新東名高速は来年1月28日、相模川の東側で圏央道と接続する海老名南ジャンクション(JCT)から対岸の厚木南インターチェンジ(IC)まで約2キロが県内で初めて開通する。イベントは、開通したら二度と歩けなくなる新東名の道路上を歩く貴重な機会として開催された。

 

地上高約8メートルの高架の路面にしつらえたステージで小林常良市長が「この道路は、地主の皆さんなど多くの人の思いで実現したことを歩いて感じてほしい。
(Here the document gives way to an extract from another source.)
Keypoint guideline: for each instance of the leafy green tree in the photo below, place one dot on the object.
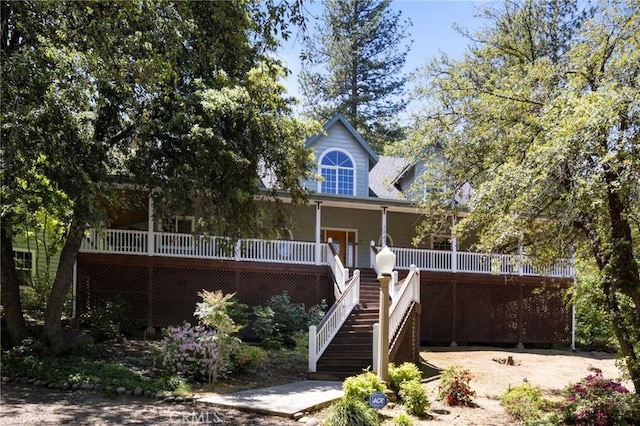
(541, 118)
(353, 65)
(182, 97)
生涯で一度の思い出にして」などとあいさつ。午前10時にスタートすると、参加者は約10メートルの上り本線の幅いっぱいになって、海老名南JCT方向へ歩き出した。相模川を渡る地点では、普段は見られない高い視点からの眺望を楽しむなどして、往復約3キロのコースを歩いた。

 

海老名南JCTではいったん地上に降りるようになっており、アユの塩焼きや厚木名物のシロコロホルモンなどの屋台も並んだ。同市の友好都市である秋田県横手市からは大量の雪が運ばれて大きなかまくらが作られ、参加した親子連れらが中に入ったり記念写真を撮ったりして楽しんだ。

 

厚木市飯山から参加した小倉睦子さん(78)は「私も車を運転するが、歩いてみるとカーブの傾斜などを実感できて楽しかった」などと話していた。